27.11.06

Descontos sexuais: o lado não polêmico da inconstitucionalidade cotidiana

Professor Sandro Sell



Em 1997, o Grupo de Teatro Olodum, movido pela idéia de que os negros têm menos acesso à cultura, resolveu dar um desconto inusual: eles pagariam apenas 50% do valor do ingresso na peça Cabaré da raça. Um preço para brancos, outro, menor, para negros. Sob a acusação de atentar contra o Princípio da Igualdade (art. 5o. caput da CF), o Olodum cedeu, estendendo o desconto a todos os freqüentadores. Devido a essa atitude preventiva dos produtores do espetáculo, o Judiciário não chegou a se posicionar sobre o caso. Seria ilustrativo vê-lo fazendo, pois o princípio isonômico não é apenas um dos nossos fundamentos constitucionais: ele é a base do nosso sistema de direitos. Tal é o que entende, por exemplo, Celso Ribeiro Bastos quando salienta que o fato de o citado princípio estar localizado não num dos incisos, mas no próprio caput do artigo 5o da Constituição, o centro nevrálgico de nossas garantias e direitos, indica sua precedência axiológica em face dos demais princípios. A igualdade deveria ser, então, o fundamento de nossa ordem jurídico-social.

Não obstante, muitos fatos nos levam a crer que o princípio isonômico é sub-aproveitado enquanto corretivo de desigualdades que, por sua cotidianidade e aparência simpática, proliferam-se incólumes a questionamentos judiciais. Dar descontos e entradas livres a mulheres em bares e boates, presumir-lhes uma consumação mais baixa do que a masculina, utilizar a estratégia do “mulheres free” para atrair homens para casas noturnas, ofende o princípio isonômico? Qual a diferença em dar desconto por critérios raciais e dar descontos por critérios de sexo ou gênero? Talvez a diferença não seja de essência, mas de costume. Com efeito, o critério racial se nos apresenta como exótico, importado de países como os EUA e suas políticas de cotas, enquanto as nuances questionáveis das desigualações por gênero mostram-se corriqueiras e simpáticas demais – de inspiração cavalheirística – para ousarmos questionar seus eventuais problemas. Resistiria esse pretenso cavalheirismo a uma análise constitucional das desigualdades aceitáveis? Analisemos.

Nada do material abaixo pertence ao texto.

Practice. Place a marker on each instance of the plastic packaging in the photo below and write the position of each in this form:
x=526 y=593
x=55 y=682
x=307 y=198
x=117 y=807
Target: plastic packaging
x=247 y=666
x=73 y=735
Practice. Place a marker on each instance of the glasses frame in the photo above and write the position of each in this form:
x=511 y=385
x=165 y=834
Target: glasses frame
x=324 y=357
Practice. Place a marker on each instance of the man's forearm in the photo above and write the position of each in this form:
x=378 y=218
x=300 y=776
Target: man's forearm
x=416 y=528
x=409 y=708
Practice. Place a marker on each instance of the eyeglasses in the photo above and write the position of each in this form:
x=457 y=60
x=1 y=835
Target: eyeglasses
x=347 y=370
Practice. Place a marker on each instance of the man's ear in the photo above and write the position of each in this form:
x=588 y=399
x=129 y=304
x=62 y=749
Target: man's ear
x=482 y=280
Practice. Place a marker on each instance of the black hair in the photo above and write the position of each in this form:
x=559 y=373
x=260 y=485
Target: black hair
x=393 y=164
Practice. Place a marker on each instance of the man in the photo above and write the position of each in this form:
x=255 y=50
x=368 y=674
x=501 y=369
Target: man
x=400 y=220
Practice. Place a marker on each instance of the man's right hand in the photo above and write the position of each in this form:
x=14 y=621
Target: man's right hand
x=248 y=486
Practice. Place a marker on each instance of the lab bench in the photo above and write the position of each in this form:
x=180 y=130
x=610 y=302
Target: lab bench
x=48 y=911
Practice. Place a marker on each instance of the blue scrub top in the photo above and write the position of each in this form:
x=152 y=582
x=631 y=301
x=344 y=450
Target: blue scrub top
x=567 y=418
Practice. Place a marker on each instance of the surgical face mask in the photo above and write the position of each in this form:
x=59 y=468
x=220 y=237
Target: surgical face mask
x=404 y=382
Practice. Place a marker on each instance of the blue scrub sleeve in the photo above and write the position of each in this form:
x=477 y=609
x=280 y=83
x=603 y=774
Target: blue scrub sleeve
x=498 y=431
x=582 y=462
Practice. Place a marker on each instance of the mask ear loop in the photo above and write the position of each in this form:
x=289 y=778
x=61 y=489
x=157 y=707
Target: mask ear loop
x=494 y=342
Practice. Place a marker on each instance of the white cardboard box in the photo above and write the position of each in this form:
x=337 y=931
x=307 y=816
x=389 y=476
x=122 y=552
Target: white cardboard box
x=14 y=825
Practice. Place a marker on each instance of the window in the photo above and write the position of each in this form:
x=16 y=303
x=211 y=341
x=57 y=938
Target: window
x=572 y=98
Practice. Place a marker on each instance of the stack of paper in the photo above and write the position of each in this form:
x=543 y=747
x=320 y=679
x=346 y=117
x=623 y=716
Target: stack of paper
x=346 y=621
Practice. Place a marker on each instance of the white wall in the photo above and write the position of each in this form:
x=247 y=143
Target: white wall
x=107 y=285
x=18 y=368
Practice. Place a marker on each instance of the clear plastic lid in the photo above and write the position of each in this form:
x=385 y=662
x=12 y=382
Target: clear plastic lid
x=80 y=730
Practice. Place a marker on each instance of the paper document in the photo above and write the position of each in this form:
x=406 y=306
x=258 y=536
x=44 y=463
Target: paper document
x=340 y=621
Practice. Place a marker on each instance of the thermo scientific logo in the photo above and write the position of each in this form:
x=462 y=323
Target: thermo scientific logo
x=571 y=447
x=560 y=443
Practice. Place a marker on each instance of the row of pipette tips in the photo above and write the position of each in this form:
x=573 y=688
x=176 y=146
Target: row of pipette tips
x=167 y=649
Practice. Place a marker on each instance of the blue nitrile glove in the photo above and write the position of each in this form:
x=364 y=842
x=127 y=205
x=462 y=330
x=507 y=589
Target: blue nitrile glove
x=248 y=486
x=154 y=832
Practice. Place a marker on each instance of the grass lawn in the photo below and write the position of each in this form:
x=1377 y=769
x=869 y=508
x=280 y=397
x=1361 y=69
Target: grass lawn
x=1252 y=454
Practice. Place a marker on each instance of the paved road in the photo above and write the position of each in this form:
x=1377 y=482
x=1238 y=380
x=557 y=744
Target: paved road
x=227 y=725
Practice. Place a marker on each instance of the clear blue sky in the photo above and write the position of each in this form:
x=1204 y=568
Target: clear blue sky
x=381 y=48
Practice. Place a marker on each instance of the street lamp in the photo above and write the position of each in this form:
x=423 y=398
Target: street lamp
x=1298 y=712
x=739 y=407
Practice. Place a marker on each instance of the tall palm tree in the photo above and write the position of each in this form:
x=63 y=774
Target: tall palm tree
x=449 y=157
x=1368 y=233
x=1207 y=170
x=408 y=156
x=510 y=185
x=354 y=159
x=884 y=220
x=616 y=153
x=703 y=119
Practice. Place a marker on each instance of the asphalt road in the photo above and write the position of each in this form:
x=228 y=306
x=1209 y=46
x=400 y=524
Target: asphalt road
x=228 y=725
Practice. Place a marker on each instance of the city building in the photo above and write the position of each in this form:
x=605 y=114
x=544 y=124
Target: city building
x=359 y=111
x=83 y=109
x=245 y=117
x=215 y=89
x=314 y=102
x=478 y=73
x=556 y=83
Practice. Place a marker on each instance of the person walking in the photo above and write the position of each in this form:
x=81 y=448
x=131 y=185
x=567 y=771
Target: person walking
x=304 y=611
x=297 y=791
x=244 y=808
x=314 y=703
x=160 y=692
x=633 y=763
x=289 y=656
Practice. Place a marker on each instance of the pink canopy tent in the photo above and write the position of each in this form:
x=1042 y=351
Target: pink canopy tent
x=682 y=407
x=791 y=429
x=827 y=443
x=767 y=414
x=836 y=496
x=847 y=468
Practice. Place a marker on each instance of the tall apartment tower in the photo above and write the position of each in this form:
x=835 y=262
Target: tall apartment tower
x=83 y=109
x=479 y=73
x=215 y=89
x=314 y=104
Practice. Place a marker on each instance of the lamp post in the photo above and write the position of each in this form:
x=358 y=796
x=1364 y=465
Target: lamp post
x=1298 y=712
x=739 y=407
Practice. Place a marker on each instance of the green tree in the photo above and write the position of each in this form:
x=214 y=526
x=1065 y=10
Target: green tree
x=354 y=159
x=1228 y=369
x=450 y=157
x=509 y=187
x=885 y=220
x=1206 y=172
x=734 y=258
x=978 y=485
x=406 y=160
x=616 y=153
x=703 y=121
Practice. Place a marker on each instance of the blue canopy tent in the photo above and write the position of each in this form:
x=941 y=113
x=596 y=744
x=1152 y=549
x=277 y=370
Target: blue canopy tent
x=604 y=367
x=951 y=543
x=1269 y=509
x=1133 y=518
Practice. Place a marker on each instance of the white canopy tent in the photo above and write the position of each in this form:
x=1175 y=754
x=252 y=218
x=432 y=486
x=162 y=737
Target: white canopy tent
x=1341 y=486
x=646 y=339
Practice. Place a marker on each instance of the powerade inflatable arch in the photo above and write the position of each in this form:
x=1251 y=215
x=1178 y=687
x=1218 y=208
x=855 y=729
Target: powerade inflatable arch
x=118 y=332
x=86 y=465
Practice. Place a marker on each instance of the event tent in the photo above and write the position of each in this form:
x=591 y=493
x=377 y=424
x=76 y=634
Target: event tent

Dar descontos a negros, mas não a brancos, em espetáculos parece clara e consensualmente afrontar a ordem das desigualdades aceitáveis num Estado de direito. Basta lembrar que fazer o inverso, cobrar mais caro dos negros, seria uma atitude certamente tida como criminosamente racista. Mas as coisas não são tão simples quanto aparentam. Uma medida desigualitária será classificada como atentatória à isonomia mais pela motivação que a inspira do que pela diferenciação que efetivamente opera. Não são, certamente, motivações reprováveis que alimentam a criação de regimes diferenciados – cotas, descontos, vagas preferenciais - quando o objetivo de tais diferenciações é que, por meio delas, aqueles que são costumeiramente discriminados aproximem-se em possibilidades dos socialmente privilegiados. Cobrar menos impostos dos pobres, dar vagas preferenciais a idosos e a deficientes em estacionamentos, subsidiar a habitação e a alimentação dos miseráveis são exemplos de regimes desigualitários, mas não contrários à isonomia, já que seu objetivo final é, justamente, corrigir desigualdades factuais, distribuindo os bônus públicos de forma preferencial aos mais necessitados. A equação das diferenciações aceitáveis por nossa Constituição passa pela lógica de que a desigualação no antecedente (no regime diferenciador) deve provocar maior igualdade no conseqüente (no objetivo da diferenciação). Portanto, tratamentos desiguais só serão tolerados se tiverem por objetivo e conseqüência diminuir a distância inicialmente verificada entre as pessoas na sociedade. Esse é o motivo porque deficientes físicos podem ser contratados a partir de regimes especiais pela Administração Pública (art. 37, VIII, da CF). Toda diferença de tratamento deve servir para diminuir as diferenças sociais e jamais para perpetuá-las.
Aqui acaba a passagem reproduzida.